Andy awakens to find Kay bitten and in the first stages of turning. They set about testing her with an official-looking medical kit that serves two very effective narrative purposes – establishing that the virus takes 48 hours to turn people into flesh eating monsters, and that society has crumbled slowly, giving the authorities enough time to produce and distribute kits to test for the infection before the last threads of society have given way.

There's no saving Kay but Andy speeds off with his family in a stolen four wheel drive, narrowly avoiding Thoomi's dad who's wandering in the middle of the road, injuring both himself and Kay in the resulting crash and passing out.

When Andy wakes up, Kay has turned completely, her face covering in the oozing crusty discharge that's dribbled out of her eyes and mouth, and Andy isn't careful enough getting Rosie out of the car, Kay biting him in the attempt.

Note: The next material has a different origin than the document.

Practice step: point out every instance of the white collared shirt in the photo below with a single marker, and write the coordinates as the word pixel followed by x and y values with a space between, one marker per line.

Realising he has two days to find somewhere safe for Rosie to be before he himself turns and devours his infant daughter and anyone else nearby, Andy is desperate. He find his way to an abandoned school to a mine site where a guy and the women he claims is his wife (but who it's obvious is living under a pall of barely-restrained fear) offer Andy temporary safety.

When the guy, Vic (Anthony Hayes) takes Andy out shooting in the night and Andy sees that he's locked local aboriginal people he's taken hostage in cages to act as bait for the zombie hordes, Andy realises he and his daughter might be in serious trouble.

When Vic realises Andy is onto him he reveals his true colours, putting Andy and the captured Thoomi in one of his traps. The only get out of it by working together and using their brains, and after narrowly escaping Vic's wrath they're on the run again, Andy even more short on time.

With his faculties crumbling and knowing the final fatal change is coming, Andy has to try to save Thoomi from her father, battle Vic again and somehow still find somewhere where Rosie can survive without him.

His solution is an emotional suckerpunch that caps off the aesthetic of the whole film beautifully. There's a decent amount of blood and thrills for the genre, but the whole thing is like a slow ballad, occasionally sad and sombre, occasionally menacing – especially with the low thumps and at-times unremitting ticking clock effect in the music. The camera drifts and soars over some distinctive landscapes that are unique to Australia, and not just beautiful but forbidding ones.